In the Great Plains Area, a newly hired manager is implementing quality assurance and performance improvement programs at each of the IHS hospitals, Dr. Lawrence said. The Great Plains Area also has set new minimum standards for medical equipment and has contracted with The Joint Commission to provide accreditation, training, and education on quality assurance and patient safety.
In order to continue receiving CMS reimbursements, the Pine Ridge and Rosebud hospitals also have agreed to shift executive hospital leadership to expert contractors who will thoroughly train local administrators and then shift to mentoring and coaching roles.
The Great Plains Area also has allocated $8.6 million to provide telemedicine services at all 19 of its service units, which together serve about 130,000 patients. “The telemedicine initiative is an important step in expanding access to care for patients, who will receive specialized care nearer to home instead of traveling long distances to see a specialist,” Dr. Sanderson said.
Clinicians at Phoenix Indian Medical Center in Arizona did not await external or top-down pressure to make positive changes. To support complex patients in the face of limited resources, surgeons and their colleagues designed a Perioperative Surgical Home (POSH), a model which the American Society of Anesthesiologists (ASA) promotes as an innovation for providing safe, patient-centered care.
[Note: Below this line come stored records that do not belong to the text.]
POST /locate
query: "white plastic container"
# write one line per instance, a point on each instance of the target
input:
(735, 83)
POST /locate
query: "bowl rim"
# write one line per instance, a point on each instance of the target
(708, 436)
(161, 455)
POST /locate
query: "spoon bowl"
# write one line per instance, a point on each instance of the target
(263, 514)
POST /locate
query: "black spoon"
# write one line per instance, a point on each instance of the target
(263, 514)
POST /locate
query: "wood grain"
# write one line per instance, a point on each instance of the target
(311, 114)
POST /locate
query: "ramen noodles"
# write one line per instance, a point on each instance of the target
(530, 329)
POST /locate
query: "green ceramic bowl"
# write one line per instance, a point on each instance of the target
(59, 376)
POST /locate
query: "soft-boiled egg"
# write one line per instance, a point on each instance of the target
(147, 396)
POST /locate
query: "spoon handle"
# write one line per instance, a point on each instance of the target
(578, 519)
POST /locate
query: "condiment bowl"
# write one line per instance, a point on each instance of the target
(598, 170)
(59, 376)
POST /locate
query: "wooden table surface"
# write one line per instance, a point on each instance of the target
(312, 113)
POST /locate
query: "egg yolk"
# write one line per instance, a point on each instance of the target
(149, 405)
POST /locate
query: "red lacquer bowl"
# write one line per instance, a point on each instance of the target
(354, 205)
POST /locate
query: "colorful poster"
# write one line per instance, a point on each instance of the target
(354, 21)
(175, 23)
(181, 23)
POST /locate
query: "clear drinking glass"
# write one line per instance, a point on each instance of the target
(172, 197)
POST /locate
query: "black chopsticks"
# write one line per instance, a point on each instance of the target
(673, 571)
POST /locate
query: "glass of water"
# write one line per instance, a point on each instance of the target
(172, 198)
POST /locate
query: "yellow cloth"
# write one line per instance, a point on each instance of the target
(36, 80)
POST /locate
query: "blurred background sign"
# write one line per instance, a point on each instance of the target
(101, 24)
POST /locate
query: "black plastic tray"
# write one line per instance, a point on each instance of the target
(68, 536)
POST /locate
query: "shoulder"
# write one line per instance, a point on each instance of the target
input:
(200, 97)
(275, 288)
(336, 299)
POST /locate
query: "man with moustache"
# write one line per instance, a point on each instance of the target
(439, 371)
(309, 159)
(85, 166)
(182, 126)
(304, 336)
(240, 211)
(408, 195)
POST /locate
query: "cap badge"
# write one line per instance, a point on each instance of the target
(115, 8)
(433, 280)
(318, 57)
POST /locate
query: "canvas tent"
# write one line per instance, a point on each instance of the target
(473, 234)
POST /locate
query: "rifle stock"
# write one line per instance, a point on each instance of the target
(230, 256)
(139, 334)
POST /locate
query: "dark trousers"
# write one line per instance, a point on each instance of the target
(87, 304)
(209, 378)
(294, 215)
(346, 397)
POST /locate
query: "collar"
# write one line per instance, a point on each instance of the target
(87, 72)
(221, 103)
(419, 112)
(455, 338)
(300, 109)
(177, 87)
Perioperative care has become highly fragmented, according to the ASA. The perioperative surgical home model overcomes this tendency by teaming up hospitalists, surgeons, anesthesiologists, nurses, pharmacists, respiratory therapists, and nutritionists so they can comprehensively evaluate medical and psychosocial needs before and after surgery and create detailed pre- and postoperative needs assessments and treatment plans, Dr. Sanderson said.
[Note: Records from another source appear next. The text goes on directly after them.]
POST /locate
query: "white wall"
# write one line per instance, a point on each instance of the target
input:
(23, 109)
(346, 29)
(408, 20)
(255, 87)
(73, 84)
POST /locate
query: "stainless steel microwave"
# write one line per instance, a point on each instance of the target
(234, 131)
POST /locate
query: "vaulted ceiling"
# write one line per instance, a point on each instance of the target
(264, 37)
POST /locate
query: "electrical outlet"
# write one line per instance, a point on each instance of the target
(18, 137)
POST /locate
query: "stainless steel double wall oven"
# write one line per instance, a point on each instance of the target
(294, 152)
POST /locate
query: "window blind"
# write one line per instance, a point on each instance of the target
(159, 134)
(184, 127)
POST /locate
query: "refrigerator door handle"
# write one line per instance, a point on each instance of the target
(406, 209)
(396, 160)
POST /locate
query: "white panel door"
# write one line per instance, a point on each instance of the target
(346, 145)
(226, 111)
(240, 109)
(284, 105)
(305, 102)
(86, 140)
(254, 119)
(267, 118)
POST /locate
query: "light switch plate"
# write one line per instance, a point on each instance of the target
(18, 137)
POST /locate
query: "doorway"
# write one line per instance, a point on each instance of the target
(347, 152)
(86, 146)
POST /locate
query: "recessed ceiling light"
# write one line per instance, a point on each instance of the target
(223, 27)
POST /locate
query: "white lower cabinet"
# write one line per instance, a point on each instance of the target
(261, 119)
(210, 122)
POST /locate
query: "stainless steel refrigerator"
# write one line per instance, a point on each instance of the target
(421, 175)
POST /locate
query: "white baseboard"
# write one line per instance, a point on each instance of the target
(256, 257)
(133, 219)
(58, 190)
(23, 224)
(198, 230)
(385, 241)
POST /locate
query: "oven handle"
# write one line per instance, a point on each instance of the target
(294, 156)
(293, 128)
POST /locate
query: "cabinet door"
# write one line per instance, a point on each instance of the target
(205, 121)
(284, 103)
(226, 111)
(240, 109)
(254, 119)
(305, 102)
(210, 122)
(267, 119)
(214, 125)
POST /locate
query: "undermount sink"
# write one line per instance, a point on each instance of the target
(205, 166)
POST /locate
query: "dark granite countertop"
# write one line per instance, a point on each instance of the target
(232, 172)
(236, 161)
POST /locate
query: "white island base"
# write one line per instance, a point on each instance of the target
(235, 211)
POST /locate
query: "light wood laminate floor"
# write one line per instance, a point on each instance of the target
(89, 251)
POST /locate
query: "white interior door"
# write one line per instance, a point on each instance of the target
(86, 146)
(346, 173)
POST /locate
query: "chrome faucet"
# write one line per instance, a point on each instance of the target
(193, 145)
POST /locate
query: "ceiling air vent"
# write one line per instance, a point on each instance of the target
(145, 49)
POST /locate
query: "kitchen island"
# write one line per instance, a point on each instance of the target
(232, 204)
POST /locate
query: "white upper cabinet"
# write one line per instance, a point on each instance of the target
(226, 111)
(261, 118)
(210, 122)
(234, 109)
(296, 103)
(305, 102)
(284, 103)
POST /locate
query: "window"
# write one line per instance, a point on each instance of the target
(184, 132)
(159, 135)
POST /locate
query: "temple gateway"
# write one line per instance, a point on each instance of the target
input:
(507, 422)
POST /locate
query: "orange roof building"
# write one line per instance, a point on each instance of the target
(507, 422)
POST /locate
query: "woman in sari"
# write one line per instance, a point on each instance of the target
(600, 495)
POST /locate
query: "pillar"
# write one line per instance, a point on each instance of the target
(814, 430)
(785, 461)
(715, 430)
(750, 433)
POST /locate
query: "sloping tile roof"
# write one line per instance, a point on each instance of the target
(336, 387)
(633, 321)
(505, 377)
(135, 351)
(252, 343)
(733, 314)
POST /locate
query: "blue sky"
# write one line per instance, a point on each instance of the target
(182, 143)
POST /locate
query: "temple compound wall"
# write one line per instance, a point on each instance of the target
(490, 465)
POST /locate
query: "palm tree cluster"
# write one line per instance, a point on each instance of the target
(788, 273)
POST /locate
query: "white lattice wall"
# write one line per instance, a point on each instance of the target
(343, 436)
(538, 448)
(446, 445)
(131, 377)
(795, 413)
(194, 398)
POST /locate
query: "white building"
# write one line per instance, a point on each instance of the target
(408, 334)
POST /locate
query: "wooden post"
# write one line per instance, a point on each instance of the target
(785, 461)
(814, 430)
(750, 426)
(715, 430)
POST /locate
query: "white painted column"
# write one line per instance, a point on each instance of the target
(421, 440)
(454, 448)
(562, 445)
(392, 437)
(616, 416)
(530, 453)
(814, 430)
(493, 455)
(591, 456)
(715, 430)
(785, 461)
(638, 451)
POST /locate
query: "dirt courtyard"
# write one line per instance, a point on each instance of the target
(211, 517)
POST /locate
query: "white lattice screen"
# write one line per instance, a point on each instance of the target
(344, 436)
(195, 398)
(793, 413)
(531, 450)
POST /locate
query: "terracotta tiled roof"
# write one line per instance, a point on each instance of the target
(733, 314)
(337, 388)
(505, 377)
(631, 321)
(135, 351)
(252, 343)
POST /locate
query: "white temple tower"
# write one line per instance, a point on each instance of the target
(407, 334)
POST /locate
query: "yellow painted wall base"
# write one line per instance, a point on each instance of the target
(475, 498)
Implementing a POSH enabled Phoenix Indian Medical Center to expand its scope of surgical services—a vital step for a hospital that serves more than 140,000 patients from 40 tribes. In addition, evaluations during the early stages of the project revealed opportunities for improvement, such as a perioperative antibiotic prophylaxis program, a recovery pathway for colorectal surgery patients, and a ventral hernia program, which clinicians can tailor based on patient needs, Dr. Sanderson said.
To encourage early mobility after surgery, staff also designed a WeMove! program that provided detailed instructions for patients, a walking circuit in the medical-surgery ward, and 55 new chairs. Early results showed patients were out of bed 40% more often after the program started, Dr. Sanderson said.
Recognizing the need for ongoing staff education, clinicians also designed a web-based curriculum on the essentials of surgery and began organizing regular lectures at the hospital for CME credit. To help reinforce the program, they also updated their electronic health record system to include POSH notes and nursing documentation.
The model is generalizable, Dr. Sanderson emphasized. “Any facility [with] complex patients requiring multiple encounters in the perioperative setting can benefit from evaluating the process through which patients prepare for surgical procedures.”